Dobiegł końca proces o zwrot Kościołowi uwłaszczonych działek na Komandorii. Jego pełnomocnik rozszerzył roszczenie do 97 mln zł. Proces przed Sądem Okręgowym w Poznaniu toczy się od października 2005 roku, kiedy to Komisja Majątkowa nie uwzględniła żądań strony kościelnej. Parafia rzymskokatolicka pw. Św.

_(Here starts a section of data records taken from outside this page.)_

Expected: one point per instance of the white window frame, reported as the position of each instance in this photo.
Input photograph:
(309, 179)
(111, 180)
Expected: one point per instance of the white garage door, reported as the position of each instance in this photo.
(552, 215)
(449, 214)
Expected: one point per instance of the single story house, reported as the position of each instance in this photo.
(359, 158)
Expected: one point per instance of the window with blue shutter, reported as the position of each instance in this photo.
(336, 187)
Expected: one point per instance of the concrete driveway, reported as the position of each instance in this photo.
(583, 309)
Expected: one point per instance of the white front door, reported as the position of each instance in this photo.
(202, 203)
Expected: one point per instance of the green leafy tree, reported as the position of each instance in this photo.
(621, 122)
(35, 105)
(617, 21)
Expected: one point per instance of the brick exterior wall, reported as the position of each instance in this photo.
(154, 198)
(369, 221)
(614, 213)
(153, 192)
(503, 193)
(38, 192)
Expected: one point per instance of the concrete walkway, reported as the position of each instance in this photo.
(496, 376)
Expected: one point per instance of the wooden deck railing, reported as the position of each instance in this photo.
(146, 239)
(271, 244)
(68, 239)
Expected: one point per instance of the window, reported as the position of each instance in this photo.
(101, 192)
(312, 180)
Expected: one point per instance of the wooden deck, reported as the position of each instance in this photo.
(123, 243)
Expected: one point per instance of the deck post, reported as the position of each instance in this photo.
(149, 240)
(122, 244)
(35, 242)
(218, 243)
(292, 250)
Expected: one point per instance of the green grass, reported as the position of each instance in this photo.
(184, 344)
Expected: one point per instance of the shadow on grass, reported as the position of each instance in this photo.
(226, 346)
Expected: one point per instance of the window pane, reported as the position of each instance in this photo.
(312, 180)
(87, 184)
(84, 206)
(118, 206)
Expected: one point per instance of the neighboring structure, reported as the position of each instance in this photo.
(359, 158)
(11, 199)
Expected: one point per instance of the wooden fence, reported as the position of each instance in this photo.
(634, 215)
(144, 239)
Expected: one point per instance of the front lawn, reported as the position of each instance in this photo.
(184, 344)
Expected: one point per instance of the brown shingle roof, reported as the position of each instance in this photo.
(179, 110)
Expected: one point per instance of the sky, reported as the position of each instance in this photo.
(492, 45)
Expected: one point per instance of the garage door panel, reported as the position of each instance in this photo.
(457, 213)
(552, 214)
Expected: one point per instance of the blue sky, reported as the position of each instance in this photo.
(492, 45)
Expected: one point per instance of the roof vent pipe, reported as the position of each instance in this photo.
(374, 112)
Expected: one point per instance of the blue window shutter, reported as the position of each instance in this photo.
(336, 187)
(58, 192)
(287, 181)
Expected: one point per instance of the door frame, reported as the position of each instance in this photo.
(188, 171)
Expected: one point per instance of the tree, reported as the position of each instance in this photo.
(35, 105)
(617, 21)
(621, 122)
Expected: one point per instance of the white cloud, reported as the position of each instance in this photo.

Jana Jerozolimskiego za Murami żądała od miasta Poznań i Agencji Nieruchomości Rolnych zwrotu działek (de facto chodzi o prawie całą Komandorię) ewentualnie odszkodowanie w wysokości 4.866.000 złotych.
W wyniku sporządzonej ekspertyzy przez biegłego rzeczoznawcę majątkowego, który wartość spornych działek wycenił na 97 milionów 812 tysięcy 940 złotych, radca prawny Tadeusz Kieliszewski rozszerzył swoje powództwo do takiej właśnie kwoty.
W mowie końcowej oświadczył, że przebieg procesu potwierdził fakt bezprawnego przejęcia działek przez Skarb Państwa, czyli w roku 1947 Prezydium Wojewódzkiej Rady Narodowej, a więc miasto Poznań. Dodał, że zawarta przez parafię ugoda z miastem na gruncie prawa kanonicznego nie była ważna, gdyż nie uzyskała aprobaty Stolicy Apostolskiej, ale parafia dotrzyma warunków ugody i zwrotu działek, albo gotówki będzie żądać nie od miasta Poznania, ale od Skarbu Państwa
Zdaniem strony kościelnej miasto Poznań od 16 lat bezprawnie użytkuje grunty należące od wieków do Kościoła. W latach 50. na podstawie dekretu wywłaszczeniowego parafia straciła ziemię na rzecz państwa.
Pozwani czyli Skarb Państwa i miasto Poznań żądali oddalenia pozwu jako całkowicie bezzasadnego.
Sędzia Zofia Lehmann wyrok ogłosi 15 grudnia.